LSC champion
- Conference: Lone Star Conference
- Record: 8–1 (7–0 LSC)
- Head coach: Paul Pierce (10th season);
- Home stadium: Pritchett Field

= 1961 Sam Houston State Bearkats football team =

American college football season

The 1961 Sam Houston State Bearkats football team was an American football team that represented Sam Houston State Teachers College (now known as Sam Houston State University) as a member of the Lone Star Conference (LSC) during the 1961 college football season. In their tenth year under head coach Paul Pierce, the Bearkats compiled an 8–1 record (7–0 in conference games), won the LSC championship, and outscored opponents by a total of 154 to 73.

The team played its home games at Pritchett Field in Huntsville, Texas.

==Schedule==

| Date | Opponent | Site | Result | Attendance | Source |
| September 16 | Louisiana College* | Pritchett Field; Huntsville, TX; | L 3–17 | 5,500 |  |
| September 23 | at Corpus Christi* | UCC Stadium; Corpus Christi, TX; | W 13–6 |  |  |
| October 7 | Howard Payne | Pritchett Field; Huntsville, TX; | W 10–6 | 4,500 |  |
| October 14 | at East Texas State | Memorial Stadium; Commerce, TX; | W 14–0 |  |  |
| October 21 | No. 7 Texas A&I | Pritchett Field; Huntsville, TX; | W 28–14 | 7,500 |  |
| October 28 | at Southwest Texas State | Evans Field; San Marcos, TX; | W 9–7 | 5,000–6,000 |  |
| November 4 | Sul Ross | Pritchett Field; Huntsville, TX; | W 27–0 | 5,500 |  |
| November 11 | at Stephen F. Austin | Memorial Stadium; Nacogdoches, TX (rivalry); | W 41–16 | 5,500 |  |
| November 18 | Lamar Tech | Pritchett Field; Huntsville, TX; | W 9–7 | 7,300–7,500 |  |
*Non-conference game; Rankings from AP Poll released prior to the game;

==Statistics==
The Bearkats gained 2,337 yards of total offense (259.7 per game), consisting of 1,578 rushing yards (175.3 per game) and 759 passing yards (84.3 per game).
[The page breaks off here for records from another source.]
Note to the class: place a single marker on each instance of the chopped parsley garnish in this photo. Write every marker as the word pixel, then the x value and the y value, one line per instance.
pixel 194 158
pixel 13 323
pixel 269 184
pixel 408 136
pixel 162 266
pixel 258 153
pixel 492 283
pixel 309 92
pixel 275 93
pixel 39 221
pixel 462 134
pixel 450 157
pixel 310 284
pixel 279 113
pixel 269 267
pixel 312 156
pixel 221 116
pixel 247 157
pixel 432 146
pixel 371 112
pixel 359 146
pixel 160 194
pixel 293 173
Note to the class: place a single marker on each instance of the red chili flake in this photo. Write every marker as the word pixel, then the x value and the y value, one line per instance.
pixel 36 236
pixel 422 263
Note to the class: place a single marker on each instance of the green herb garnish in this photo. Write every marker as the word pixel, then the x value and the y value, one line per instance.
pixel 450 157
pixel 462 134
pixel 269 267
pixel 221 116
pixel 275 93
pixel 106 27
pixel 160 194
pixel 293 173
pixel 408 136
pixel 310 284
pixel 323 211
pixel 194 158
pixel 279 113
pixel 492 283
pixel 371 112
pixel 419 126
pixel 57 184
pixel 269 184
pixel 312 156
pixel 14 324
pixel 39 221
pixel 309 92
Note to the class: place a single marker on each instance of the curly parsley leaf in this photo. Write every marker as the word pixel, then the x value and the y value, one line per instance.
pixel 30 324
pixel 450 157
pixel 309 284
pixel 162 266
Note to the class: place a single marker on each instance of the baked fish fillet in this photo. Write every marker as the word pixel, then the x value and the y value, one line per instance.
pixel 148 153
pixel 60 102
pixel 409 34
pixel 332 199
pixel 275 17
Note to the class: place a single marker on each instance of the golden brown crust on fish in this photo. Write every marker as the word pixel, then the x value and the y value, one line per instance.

On defense, they held opponents to 1,603 yards (178.1 per game), including 997 rushing yard (110.8 per game) and 606 passing yards (67.3 per game).

The team was led on offense by quarterbacks Calvin Pope and Ken Wigington. Pope led the team in passing (32-for-55, 363 passing yards, three touchdowns, six interceptions) and scoring (58 points, three touchdowns, 16 extra point kicks, eight field goals). Wigington led the team with 435 yards of total offense, consisting of 312 passing yards and 123 rushing yards.

The team's leading rushers were Eliseo Villareal (356 yards, 86 carries) and Sammy McDonald (285 yards, 56 carries).

The leading receivers were halfbacks Larry May (12 receptions, 163 yards) and Eliseo Villareal (11 receptions, 106 yards).

Dave Smith was the team's punter. He had 40 punts for a 34.3-yard average.

==Awards and honors==

Two Sam Houston players received first-team honors on the 1961 All-Lone Star Conference football team: tackle Walter Dollar and guard Steve Shaver. Two others were named to the second team: halfback Eliseo Villareal and end Henry Adair. Five others received honorable mention: quarterback Calvin Pope; halfbacks Sammy McDonald and Larry May; fullback Albert Thompson; and center Pat Derrick.